I have not written about the Mumbai terrorist attack for a variety of reasons. There is a half-finished essay that is waiting for the right words before you can see it. One of the things I wondered was why the terrorists didn’t murder Moshe Holtzberg. They never stopped at murdering children before. Today, I discovered that the reason: They probably thought they had killed him.
Samuel says she emerged early the next afternoon, when she heard Moshe calling for her. She found the child crying as he stood between his parents, who she says appeared unconscious but still alive.
Based on the marks on Moshe’s back, she believes he was struck so hard by a gunman that he fell unconscious at some point as well.
Sandra Samuel is a righteous woman. She stands very high in contrast to the subhumans who killed Rabbi and Rebbetzin Holtzberg. And Moshe? Well, he’s been traumatized. He may get over it, but rest assured, he will always know that his parents were murdered by terrorists. As to how this will cause him to react when he is grown, well, only time will tell.

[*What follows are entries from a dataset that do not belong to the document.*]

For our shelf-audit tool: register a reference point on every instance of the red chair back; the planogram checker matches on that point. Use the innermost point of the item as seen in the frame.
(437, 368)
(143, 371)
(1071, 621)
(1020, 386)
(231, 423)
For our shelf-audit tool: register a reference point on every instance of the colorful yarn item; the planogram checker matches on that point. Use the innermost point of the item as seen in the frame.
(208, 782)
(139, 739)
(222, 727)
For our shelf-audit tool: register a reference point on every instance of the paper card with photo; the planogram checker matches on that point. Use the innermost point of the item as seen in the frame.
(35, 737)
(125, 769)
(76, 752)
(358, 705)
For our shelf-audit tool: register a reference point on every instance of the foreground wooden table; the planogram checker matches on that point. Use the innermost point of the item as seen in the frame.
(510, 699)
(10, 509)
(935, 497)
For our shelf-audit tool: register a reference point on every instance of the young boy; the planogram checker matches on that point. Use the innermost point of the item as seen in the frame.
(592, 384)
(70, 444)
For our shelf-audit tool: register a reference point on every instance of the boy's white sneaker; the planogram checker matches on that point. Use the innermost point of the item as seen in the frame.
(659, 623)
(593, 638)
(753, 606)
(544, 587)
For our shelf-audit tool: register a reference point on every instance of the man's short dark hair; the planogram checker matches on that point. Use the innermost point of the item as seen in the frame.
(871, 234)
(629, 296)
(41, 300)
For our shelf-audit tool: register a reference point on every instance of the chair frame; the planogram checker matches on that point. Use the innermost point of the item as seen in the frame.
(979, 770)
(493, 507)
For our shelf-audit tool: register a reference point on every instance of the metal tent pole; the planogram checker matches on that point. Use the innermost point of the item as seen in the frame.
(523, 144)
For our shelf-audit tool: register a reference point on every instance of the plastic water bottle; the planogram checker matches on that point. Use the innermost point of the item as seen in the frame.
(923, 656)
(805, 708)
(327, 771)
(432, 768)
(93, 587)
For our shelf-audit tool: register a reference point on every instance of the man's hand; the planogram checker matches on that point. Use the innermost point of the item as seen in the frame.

In the aftermath of the attacks, Moshe asked for his mother continuously, Samuel says, and he is learning to play again — though he likes the nanny close by. And while she still has nightmares of the horrific siege that took hold of Mumbai, Samuel, a non-Jew and native of India, said she will stay in Israel for as long as Moshe needs her.
Time, and thoughts like these:
“I vow that we will avenge the deaths of Gabi and Rivki,” announced Rabbi Moshe Kotlarsky, vice chairman of Chabad’s educational arm, from New York, referring to Mumbai emissaries Rabbi Gavriel Holtzberg and his wife, Rivka.
“But not with AK-47s, not with grenades and tanks. We will take revenge in a different way,” Kotlarsky said.
“We will add light. We will add good deeds. We will make sure that there is not one Jewish man who does not put on tefillin. We will make sure that there is not one Jewish woman who does not light candles.
Remember that, when you look at this, and then think of the funerals of Palestinians, and the howls for revenge you hear from the crowds there.
I don’t always light Shabbat candles. I will make sure to do so tonight, to honor their memories.